Lecture 1: Solving the 3-D Puzzle of Rotation Assignment in Single Particle Cryo-Electron Microscopy
Monday, June 1, 2015, 4 - 5 PM, Ryerson 251.
Single particle cryo-electron microscopy (EM) recently joined X-ray crystallography and nuclear magnetic resonance (NMR) spectroscopy as a high-resolution structural method for biological macromolecules. In single particle cryo-EM, the 3-D structure needs to be determined from many noisy 2-D projection images of individual, ideally identical frozen-hydrated macromolecules whose orientations and positions are random and unknown (i.e., random X-ray transform). Maximum likelihood estimation has emerged as a popular and powerful approach for estimating the unknown pose parameters. Iterative algorithms such as expectation-maximization are guaranteed to converge to a local maximum of the likelihood function, but not necessarily to the global one. Finding and certifying the global maximum is challenging because the parameter space is exponentially large in the number of images. In this talk we introduce an approach for maximizing the likelihood based on semidefinite programming and the Fourier transform over the rotation group SO(3). The resulting algorithm does not require any initial 3D model, and provides a certificate whenever it finds the global maximum. Numerical experiments demonstrate that the global solution is obtained with high probability whenever the signal-to-noise ratio is above a certain threshold. The approach is quite general and can be applied to handle other groups of transformations that arise in other applications in signal processing, image analysis, computer vision and computer graphics.

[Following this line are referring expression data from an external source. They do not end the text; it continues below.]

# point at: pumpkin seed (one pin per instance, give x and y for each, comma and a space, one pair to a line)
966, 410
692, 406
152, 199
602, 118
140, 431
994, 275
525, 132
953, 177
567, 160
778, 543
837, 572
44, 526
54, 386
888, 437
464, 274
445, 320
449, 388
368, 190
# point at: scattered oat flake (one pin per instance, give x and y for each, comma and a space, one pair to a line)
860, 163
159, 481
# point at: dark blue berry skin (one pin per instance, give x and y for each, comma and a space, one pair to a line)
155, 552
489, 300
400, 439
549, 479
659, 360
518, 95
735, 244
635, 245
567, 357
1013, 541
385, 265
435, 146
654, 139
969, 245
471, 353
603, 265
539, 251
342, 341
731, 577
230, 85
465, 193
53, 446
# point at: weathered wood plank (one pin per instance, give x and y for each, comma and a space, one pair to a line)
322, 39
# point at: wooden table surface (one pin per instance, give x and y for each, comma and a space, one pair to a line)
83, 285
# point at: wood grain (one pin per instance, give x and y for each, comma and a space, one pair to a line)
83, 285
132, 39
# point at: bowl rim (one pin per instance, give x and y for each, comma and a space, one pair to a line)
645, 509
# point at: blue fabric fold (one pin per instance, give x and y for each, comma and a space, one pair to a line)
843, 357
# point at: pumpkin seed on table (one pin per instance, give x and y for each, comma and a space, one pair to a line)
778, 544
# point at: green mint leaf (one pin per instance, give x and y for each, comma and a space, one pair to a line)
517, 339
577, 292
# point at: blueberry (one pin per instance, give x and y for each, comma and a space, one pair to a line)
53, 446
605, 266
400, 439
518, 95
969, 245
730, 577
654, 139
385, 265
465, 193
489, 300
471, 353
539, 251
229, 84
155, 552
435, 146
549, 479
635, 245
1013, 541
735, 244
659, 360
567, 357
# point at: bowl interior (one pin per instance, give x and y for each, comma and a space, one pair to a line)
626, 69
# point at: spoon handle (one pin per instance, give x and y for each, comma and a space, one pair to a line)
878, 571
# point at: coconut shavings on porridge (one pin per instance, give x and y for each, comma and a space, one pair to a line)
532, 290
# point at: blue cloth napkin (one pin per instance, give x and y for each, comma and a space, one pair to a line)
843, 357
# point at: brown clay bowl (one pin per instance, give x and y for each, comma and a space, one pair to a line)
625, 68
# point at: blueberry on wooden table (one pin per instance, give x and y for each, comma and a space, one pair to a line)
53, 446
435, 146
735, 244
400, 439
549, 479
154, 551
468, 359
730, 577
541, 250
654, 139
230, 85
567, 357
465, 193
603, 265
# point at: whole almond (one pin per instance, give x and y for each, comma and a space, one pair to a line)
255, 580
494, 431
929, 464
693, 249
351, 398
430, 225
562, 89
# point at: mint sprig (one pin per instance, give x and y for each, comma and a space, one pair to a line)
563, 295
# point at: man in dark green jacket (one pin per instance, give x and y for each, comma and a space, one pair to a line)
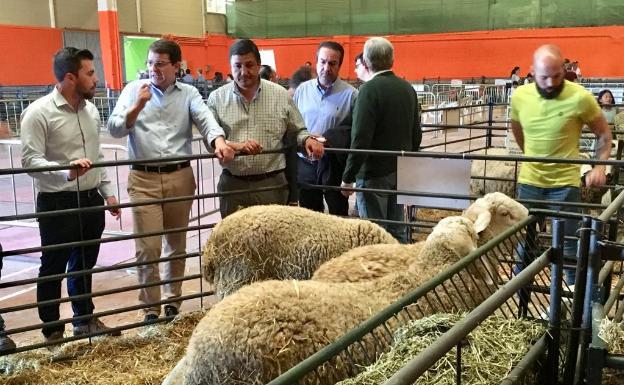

Lecture 2: Vector diffusion maps and the graph connection Laplacian
Tuesday, June 2, 2015, 4:30 - 5:30 PM, Eckhart 202
Motivated by the problem of denoising 2D cryo-EM images, in this talk we consider vector diffusion maps (VDM), a mathematical framework for organizing and analyzing high dimensional data sets, 2D images and 3D shapes. VDM is based on the discrete graph connection Laplacian which is a generalization of the graph Laplacian from spectral graph theory. The connection Laplacian provides an extension of diffusion maps and other non-linear dimensionality reduction methods, such as LLE, ISOMAP and Laplacian eigenmaps.
Lecture 3: Covariance Matrix Estimation for the Cryo-EM Heterogeneity Problem
Wednesday, June 3, 2015, 4 - 5 PM, Eckhart 202
A key assumption in classical algorithms for cryo-EM is that the sample consists of (rotated versions of) identical molecules. However, in many datasets this assumption does not hold. Many molecules of interest exist in more than one conformational state. These structural variations are of great interest to biologists, as they provide insight into the functioning of the molecule. In this talk we tackle the problem of classifying the images to their different conformations. Our approach is based on estimating the covariance matrix of the underlying three-dimensional structures. What makes this problem challenging is that only 2D projections of the molecules are observed, but not the molecules themselves. This problem can be viewed as an instance of noisy low-rank matrix completion/sensing, and we derive an estimator for the covariance matrix as a solution to a certain linear system. The linear operator to be inverted, which we term the projection covariance transform, is an important object in covariance estimation for problems in computerized tomography involving structural variation.